Toujours est-il que depuis le programme 13 200 de 2002, un dialogue entre la maîtrise d’ouvrage, les utilisateurs et les concepteurs a réussi à s’instituer. «Sauf que les relations entre les détenus et les gardiens se sont détériorées avec le changement de système : avant, le gardien était proche des détenus, aujourd’hui, le même n’a matériellement plus le temps d’apporter cette dimension humaine. Quand il y a un gardien pour 60 ou 100 prisonniers, il est lui-même rendu au rôle de porte-clefs et se retrouve à pousser les gens comme des pions», déplore un architecte proche du sujet.
Dit autrement – et ce sont là sans doute les limites de la bonne volonté d’évolution de l’APIJ – pour la partie fonctionnelle, «ce n’est pas DisneyWorld», comme dit l’un de ces architectes historiques. «Construire une prison est un projet extrêmement complexe, plus compliqué qu’un hôpital ou un aéroport avec un système d’organisation spatiale et fonctionnelle d’une grande contrainte», dit-il. Avis aux impétrants.
Si l’architecte tente de valoriser quelques éléments – l’image extérieure de l’édifice, le parloir, les UVF, etc. – il va en effet vite se heurter aux mêmes murs que les détenus. «Dans une cellule, il y a les toilettes, une douche, une cuisine, une T.V., tu vis comme hors les murs mais dans 10,5m². La prison n’est pas inhumaine, c’est la façon dont on y vit qui est inhumaine», dit l’un, exprimant ainsi la limite des architectes. «On met de la lumière, on nous rajoute des grilles, des barbelés, pour la ‘sécurité’», ricane un autre tristement.
Qui plus est, la prise de risque de l’administration est par définition limitée. Il y a la force de l’habitude – il y aura toujours 250 raisons pour ne rien changer – et la peur panique de l’incident rédhibitoire pour une carrière de fonctionnaire, comme celui, récent, de Condé-sur-Sarthe.
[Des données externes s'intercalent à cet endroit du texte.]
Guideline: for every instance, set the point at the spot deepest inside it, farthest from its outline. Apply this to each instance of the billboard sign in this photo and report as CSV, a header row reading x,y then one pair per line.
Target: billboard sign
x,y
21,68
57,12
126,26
Cela dit, pour accompagner cette transition, un autre sujet sur lequel travaillent les architectes est l’image de la prison, qui tend à revenir en ville – c’est la proposition de quelques-uns des concours lancés par l’APIJ -, ne serait-ce que pour sa valeur d’exemplarité. Pour le coup, les miradors et barbelés tendent à disparaître pour l’expression d’un bâtiment public offrant une vision nouvelle de l’incarcération. Pour se réinsérer dans la ville, faut-il vivre en ville ? Se souvenir qu’il y a une prison au cœur de Downtown Chicago et que, à la fin du XIXe siècle, Paris intra-muros en comptait une vingtaine.
Enfin dernière difficulté : considérant le prix du terrain en ville, entre une prison et un projet de logements de Nexity, il choisit quoi le maire ?
Construire à la campagne ? Sauf que les terrains refourgués à l’administration pénitentiaire sont les plus pourris dont même les chèvres ne veulent pas, avec toujours une ligne haute tension pas loin. Sinon, entre un centre commercial et une prison, il choisit quoi le maire rural ?
Bref, le fragile équilibre de l’évolution du système pénitentiaire français est à la merci d’une agression spectaculaire comme celle de Condé-sur-Sarthe en mars 2019. Avec tout ce qu’il y a de prisons à construire dès aujourd’hui, si l’on veut garder l’espoir d’un futur meilleur, l’implication des architectes n’est pas seulement nécessaire, elle s’impose.